= Kevin Chalker =

American former CIA officer and businessman

Kevin Chalker (born c. 1970) is an American businessman and former Central Intelligence Agency (CIA) officer. He is the founder and chief executive officer of the quantum-security company Qrypt. He previously founded Global Risk Advisors, a security consulting firm. Chalker has been the subject of reporting on his work as a CIA officer involved in operations concerning Iran's nuclear program, and on Global Risk Advisors' work for Qatar before and after the country's successful bid to host the 2022 FIFA World Cup.

==Early life and education==
In high school and college, Chalker was a Golden Gloves boxer and a nationally-ranked competitor in judo. He attended the United States Air Force Academy (USAFA) for two years before dropping out due to an eye injury that he sustained in a bar fight. He later graduated from Texas Christian University (TCU). At the time of the September 11 attacks, Chalker was a graduate student at Johns Hopkins University's School of Advanced International Studies in Washington, D.C..

==Career==
Chalker joined the CIA after September 11, and was assigned to counterproliferation work concerning the nuclear program of Iran. He told The New Yorker that he specialized in "cold pitch" approaches to Iranian scientists, seeking to persuade them to defect or cooperate with the United States. The magazine reported that it reviewed partially redacted excerpts of CIA employee evaluations and spoke with former officials in assessing his account. Chalker left the CIA in 2010, and founded Global Risk Advisors, a security consulting company that employed former military and intelligence personnel. He later founded Qrypt, a company focused on quantum-secure encryption.

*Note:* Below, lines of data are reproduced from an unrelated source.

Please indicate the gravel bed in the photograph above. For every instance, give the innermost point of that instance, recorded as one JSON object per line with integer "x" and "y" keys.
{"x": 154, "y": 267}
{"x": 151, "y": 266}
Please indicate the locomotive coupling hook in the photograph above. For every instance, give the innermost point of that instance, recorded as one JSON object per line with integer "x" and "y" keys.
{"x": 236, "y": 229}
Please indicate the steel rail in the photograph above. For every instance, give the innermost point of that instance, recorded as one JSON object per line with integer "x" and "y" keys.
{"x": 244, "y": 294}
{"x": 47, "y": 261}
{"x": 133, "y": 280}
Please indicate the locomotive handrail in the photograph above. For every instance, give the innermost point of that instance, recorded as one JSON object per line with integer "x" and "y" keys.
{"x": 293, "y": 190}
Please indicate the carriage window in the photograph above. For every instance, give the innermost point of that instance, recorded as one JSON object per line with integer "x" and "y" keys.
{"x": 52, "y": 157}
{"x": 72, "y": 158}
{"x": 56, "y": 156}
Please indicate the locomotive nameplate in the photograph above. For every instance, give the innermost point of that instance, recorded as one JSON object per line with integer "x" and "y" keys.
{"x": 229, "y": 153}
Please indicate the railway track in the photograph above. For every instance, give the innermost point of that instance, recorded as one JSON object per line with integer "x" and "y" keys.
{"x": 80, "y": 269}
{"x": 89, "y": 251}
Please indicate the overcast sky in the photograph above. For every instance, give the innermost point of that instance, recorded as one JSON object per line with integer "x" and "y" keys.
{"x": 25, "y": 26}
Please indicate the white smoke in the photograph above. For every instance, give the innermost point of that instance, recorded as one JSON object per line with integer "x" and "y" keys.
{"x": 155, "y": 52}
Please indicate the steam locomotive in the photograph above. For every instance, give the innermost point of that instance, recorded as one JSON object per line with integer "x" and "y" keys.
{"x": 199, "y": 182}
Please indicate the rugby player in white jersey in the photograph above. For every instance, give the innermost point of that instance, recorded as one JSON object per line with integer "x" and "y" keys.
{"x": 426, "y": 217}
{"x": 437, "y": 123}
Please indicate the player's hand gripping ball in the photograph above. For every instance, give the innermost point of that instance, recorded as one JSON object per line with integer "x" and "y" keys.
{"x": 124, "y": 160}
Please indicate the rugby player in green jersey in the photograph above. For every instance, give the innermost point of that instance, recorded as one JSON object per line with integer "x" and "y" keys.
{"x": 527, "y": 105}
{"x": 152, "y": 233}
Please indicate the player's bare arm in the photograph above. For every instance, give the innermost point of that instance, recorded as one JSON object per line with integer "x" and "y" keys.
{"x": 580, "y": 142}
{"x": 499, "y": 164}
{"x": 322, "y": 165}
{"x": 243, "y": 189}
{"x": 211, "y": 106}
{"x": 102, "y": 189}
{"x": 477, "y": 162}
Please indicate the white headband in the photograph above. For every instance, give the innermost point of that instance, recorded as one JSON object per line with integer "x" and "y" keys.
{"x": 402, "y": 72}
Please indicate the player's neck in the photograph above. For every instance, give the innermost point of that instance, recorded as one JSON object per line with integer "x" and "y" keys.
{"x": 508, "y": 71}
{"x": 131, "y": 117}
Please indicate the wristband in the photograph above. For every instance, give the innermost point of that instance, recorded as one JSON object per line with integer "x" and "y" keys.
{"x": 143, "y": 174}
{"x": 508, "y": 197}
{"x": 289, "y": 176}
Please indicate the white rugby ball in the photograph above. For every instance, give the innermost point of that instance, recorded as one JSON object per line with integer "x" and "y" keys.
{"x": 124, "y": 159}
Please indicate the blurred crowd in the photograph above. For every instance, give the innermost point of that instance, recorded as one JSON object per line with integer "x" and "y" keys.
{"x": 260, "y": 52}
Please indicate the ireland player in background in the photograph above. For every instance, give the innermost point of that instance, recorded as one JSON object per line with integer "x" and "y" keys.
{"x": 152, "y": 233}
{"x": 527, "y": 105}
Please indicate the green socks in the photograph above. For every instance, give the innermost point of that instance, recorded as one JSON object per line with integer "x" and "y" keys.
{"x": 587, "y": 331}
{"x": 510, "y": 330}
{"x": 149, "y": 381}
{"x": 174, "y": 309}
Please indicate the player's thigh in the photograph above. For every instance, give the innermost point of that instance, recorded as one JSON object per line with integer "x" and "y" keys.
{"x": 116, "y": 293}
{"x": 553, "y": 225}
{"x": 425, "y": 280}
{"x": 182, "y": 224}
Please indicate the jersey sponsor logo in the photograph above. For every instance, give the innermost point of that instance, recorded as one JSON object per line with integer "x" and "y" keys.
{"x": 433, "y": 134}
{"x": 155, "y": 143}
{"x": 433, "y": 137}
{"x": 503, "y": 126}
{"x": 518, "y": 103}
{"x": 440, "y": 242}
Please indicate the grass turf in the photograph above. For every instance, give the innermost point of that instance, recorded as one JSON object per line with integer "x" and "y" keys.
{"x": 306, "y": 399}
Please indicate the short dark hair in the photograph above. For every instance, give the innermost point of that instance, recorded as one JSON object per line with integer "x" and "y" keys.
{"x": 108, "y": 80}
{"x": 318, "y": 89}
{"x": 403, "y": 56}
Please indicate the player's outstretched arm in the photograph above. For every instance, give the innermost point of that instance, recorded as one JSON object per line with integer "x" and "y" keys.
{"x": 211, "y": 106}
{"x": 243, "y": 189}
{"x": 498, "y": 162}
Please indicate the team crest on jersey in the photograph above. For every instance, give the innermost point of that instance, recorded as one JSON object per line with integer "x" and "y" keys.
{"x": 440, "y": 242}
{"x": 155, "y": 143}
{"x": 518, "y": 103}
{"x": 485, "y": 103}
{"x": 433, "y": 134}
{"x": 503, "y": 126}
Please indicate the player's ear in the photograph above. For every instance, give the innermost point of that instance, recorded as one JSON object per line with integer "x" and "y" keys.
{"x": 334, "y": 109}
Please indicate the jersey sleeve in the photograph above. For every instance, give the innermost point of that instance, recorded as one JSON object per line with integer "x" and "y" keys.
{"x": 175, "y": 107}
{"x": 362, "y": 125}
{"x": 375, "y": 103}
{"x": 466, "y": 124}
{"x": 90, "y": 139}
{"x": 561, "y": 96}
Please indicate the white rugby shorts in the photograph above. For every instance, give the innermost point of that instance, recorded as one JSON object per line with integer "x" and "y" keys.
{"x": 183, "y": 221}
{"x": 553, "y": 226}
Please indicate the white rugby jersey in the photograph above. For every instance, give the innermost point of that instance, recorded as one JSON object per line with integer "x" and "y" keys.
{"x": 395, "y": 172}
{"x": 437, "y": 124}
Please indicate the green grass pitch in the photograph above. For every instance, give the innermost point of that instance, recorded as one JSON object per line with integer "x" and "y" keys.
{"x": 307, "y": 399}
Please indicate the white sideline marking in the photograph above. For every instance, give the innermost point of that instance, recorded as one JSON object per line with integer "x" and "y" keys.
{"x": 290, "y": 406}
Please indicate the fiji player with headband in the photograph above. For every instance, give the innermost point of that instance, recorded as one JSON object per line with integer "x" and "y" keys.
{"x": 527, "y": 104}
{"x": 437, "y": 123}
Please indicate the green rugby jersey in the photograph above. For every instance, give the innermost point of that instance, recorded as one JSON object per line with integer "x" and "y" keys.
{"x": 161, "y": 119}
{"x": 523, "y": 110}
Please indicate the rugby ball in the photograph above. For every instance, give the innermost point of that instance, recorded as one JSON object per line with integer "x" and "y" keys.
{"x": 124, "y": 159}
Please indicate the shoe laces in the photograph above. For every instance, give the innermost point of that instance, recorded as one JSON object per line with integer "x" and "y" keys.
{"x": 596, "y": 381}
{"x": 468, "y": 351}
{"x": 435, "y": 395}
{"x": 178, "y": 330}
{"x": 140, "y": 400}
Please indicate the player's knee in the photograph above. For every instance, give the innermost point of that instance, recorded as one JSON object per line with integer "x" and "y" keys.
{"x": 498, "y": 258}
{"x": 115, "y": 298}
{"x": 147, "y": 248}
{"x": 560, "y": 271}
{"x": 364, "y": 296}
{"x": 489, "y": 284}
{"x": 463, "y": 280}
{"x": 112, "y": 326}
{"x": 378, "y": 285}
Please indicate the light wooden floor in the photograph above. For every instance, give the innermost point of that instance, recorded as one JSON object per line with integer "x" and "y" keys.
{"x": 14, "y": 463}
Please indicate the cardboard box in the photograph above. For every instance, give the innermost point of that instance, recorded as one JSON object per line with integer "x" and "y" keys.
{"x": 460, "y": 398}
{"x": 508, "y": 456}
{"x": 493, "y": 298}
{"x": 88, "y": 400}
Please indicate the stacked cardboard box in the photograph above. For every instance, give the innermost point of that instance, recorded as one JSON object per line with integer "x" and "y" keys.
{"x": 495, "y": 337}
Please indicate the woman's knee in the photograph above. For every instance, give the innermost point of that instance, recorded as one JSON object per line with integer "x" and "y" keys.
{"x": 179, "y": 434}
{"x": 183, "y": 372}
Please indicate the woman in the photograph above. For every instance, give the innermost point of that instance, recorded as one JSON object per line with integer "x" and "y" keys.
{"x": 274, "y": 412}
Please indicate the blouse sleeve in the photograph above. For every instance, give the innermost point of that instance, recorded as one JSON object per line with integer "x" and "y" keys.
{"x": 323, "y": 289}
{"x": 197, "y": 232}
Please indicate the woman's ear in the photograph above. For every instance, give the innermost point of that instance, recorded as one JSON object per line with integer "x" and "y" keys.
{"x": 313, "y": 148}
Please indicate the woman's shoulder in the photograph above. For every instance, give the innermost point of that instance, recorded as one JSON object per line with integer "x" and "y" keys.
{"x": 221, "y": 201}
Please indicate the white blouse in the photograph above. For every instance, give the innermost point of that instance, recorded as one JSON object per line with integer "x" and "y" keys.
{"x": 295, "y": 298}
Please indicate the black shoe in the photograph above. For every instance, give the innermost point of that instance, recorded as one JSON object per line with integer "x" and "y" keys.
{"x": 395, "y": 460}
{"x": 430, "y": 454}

In 2021, the Associated Press (AP) reported that Qatar had hired Chalker and Global Risk Advisors to gather intelligence on rival bid teams and football officials before the 2010 vote that awarded Qatar the 2022 FIFA World Cup. Global Risk Advisors' work included surveillance and influence projects concerning FIFA officials and critics of Qatar. One 2014 company document cited by the AP described "Project Merciless" and referred to "penetration operations" targeting critics inside FIFA. The AP also reported that the full scope of Chalker's work for Qatar was unclear. Swiss public broadcaster Schweizer Radio und Fernsehen (SRF), in reporting published by SWI swissinfo, also described an alleged Qatari intelligence operation involving former CIA operatives and said Switzerland was a major theatre of the operation because of FIFA's presence there.

==Investigations and legal disputes==
In 2022, the AP reported that the Federal Bureau of Investigation (FBI) was examining whether Chalker's work for Qatar through Global Risk Advisors violated laws concerning foreign lobbying, surveillance or the export of sensitive technologies and tradecraft. Chalker's lawyer told AP that Global Risk Advisors had not engaged in unlawful activity and was unaware of a federal investigation. The FBI told AP it could neither confirm nor deny the existence of an investigation.

In 2023, Semafor reported that the United States Department of State was investigating Global Risk Advisors over allegations connected to hacking and training provided to Qatar's Ministry of Interior. Semafor reported that Global Risk Advisors denied wrongdoing.

Chalker and Global Risk Advisors were also defendants in litigation brought by Elliott Broidy and Broidy Capital Management. In 2021, the United States District Court for the Southern District of New York granted a motion to dismiss Broidy's amended complaint against Chalker, Global Risk Advisors and other defendants. Reuters reported in 2023 that Qatar, Chalker and Global Risk Advisors had denied Broidy's claims that Qatar hired the firm to hack his emails.